Republic vs. Orbecido GR NO. 154380, October 5, 2005


FACTS: Cipriano Orbecido III was married with Lady Myros Villanueva on May 24, 1981 at the United Church of Christ in the Philippines in Ozamis City. They had a son and a daughter named Kristoffer and Kimberly, respectively. In 1986, the wife left for US bringing along their son Kristoffer. A few years later, Orbecido discovered that his wife had been naturalized as an American citizen and learned from his son that his wife sometime in 2000 had obtained a divorce decree and married a certain Stanley. He thereafter filed with the trial court a petition for authority to remarry invoking Paragraph 2 of Article 26 of the Family Code. ISSUE:

Whether or not Orbecido can remarry under Article 26 of the Family Code. HELD: The court ruled that taking into consideration the legislative intent and applying the rule of reason, Article 26 Par.2 should be interpreted to include cases involving parties who, at the time of the celebration of the marriage were Filipino citizens, but later on, one of them becomes naturalized as a foreign citizen and obtains a divorce decree. The Filipino spouse should likewise be allowed to remarry as if the other party were a foreigner at the time of the solemnization of the marriage. Hence, the courts unanimous decision in holding Article 26 Par 2 be interpreted as allowing a Filipino citizen who has been divorced by a spouse who had acquired a citizenship and remarried, also to remarry under Philippine law.
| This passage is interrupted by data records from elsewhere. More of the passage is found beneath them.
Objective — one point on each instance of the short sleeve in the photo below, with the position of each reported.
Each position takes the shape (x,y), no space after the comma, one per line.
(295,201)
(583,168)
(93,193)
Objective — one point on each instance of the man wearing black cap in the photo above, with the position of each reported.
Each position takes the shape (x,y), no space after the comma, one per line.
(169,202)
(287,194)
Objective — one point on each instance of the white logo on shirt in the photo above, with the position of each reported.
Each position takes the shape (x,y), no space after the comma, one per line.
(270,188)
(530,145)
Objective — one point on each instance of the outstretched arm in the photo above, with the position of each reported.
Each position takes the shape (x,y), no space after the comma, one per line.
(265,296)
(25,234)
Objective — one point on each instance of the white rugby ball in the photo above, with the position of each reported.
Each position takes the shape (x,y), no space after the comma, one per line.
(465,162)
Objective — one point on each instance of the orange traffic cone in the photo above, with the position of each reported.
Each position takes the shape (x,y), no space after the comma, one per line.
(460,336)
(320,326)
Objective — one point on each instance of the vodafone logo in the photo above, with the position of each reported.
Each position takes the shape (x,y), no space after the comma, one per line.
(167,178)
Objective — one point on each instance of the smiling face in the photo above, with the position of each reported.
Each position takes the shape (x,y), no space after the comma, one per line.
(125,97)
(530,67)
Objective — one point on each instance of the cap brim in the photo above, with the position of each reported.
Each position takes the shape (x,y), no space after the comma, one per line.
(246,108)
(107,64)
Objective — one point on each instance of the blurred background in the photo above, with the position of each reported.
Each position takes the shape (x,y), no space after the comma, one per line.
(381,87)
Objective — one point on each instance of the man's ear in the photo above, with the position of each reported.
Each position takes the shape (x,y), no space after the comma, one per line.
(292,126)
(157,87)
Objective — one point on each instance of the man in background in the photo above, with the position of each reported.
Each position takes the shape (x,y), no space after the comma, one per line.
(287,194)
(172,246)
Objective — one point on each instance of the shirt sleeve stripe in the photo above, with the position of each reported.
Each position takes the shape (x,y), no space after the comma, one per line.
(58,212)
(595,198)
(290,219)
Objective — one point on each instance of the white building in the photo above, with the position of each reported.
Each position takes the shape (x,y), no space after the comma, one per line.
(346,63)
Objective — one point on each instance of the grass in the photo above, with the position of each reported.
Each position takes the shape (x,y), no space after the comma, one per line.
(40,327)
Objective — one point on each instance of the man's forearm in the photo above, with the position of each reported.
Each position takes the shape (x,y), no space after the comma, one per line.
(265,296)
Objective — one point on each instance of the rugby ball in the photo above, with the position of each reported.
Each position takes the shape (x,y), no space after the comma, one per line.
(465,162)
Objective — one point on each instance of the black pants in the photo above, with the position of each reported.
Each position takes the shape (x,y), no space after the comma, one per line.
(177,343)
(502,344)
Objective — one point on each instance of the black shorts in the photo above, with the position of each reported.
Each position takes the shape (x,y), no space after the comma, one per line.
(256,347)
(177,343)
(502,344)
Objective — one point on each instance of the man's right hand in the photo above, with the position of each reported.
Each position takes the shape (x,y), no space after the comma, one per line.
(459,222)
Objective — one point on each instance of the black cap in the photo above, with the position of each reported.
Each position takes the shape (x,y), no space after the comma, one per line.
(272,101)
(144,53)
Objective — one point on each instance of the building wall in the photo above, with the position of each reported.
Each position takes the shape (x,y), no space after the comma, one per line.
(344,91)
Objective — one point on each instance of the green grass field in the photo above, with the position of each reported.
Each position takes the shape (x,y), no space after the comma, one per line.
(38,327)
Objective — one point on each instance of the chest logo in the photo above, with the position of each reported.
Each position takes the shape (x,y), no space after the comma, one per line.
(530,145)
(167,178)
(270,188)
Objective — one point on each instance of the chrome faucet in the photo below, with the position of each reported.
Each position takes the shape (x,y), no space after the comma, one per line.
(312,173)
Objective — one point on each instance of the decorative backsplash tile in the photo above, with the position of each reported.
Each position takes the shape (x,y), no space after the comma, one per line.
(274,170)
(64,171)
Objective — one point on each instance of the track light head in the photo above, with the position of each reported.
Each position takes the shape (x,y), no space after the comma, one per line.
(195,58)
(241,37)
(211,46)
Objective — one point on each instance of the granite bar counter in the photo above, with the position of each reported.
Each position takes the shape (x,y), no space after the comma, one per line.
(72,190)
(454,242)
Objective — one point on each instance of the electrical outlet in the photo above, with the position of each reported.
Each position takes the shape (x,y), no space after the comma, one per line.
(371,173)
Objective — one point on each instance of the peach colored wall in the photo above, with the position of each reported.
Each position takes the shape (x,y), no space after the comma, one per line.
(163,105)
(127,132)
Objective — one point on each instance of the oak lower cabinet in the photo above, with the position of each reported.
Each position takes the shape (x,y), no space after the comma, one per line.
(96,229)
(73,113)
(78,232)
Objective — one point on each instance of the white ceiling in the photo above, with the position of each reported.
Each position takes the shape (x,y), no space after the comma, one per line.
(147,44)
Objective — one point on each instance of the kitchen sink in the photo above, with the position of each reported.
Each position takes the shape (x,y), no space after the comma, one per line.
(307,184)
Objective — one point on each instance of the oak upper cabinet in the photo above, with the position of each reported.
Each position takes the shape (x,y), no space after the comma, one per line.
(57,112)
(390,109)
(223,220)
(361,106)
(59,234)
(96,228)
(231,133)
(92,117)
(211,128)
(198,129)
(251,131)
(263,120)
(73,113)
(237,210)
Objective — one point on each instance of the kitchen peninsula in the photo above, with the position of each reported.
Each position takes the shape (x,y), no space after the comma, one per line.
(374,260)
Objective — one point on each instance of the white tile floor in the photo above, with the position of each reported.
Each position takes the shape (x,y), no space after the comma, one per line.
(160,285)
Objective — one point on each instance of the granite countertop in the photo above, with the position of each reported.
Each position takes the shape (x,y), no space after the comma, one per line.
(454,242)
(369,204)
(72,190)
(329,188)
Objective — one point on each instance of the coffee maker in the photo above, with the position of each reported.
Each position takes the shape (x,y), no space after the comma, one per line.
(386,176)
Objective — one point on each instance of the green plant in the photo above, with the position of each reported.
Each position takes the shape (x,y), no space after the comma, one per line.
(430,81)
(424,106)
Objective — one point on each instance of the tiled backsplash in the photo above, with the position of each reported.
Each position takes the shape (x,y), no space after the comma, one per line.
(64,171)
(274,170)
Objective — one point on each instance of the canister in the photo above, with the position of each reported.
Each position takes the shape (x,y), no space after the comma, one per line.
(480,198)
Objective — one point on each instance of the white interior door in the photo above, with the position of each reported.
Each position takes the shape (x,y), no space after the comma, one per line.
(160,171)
ALICE REYES VAN DORN, v. HON. MANUEL V. ROMILLO, JR. AND RICHARD UPTON, G.R. No. L-68470. October 8, 1985.
Facts: Alice Reyes Van-Dorn, petitioner, was a citizen of the Philippines while Richard Upton, respondent, was a U.S. citizen. The two got married in Hong Kong in 1972. They lived in the Philippines and begot two children. They obtained divorce in Nevada to Theodore Van Dorn. The private respondent filed suit against petitioner stating the business of the latter in Ermita, Manila is their conjugal property. Thus, he claimed that he has the right to manage such conjugal property. Petitioner then filed a Motion to Dismiss since it was already agreed upon in the divorce judgment that there is no community property between her and the respondent.

The trial court denied the Motion to Dismiss on the ground that the property involved is located in the Philippines so that the Divorce Decree has no bearing in the case. Issue: Is the effect of the foreign divorce binding in the Philippines on the matter of conjugal property? Ruling: The decree is binding on private respondent as an American citizen. Aliens may obtain divorces abroad, which may be recognized in the Philippines, provided that they are valid according to their national law. Likewise, only Philippine nationals are covered by the policy against absolute divorce. Thus, pursuant to his national law, he is no longer the husband of petitioner. Furthermore, he cannot be entitled to exercise control over conjugal assets.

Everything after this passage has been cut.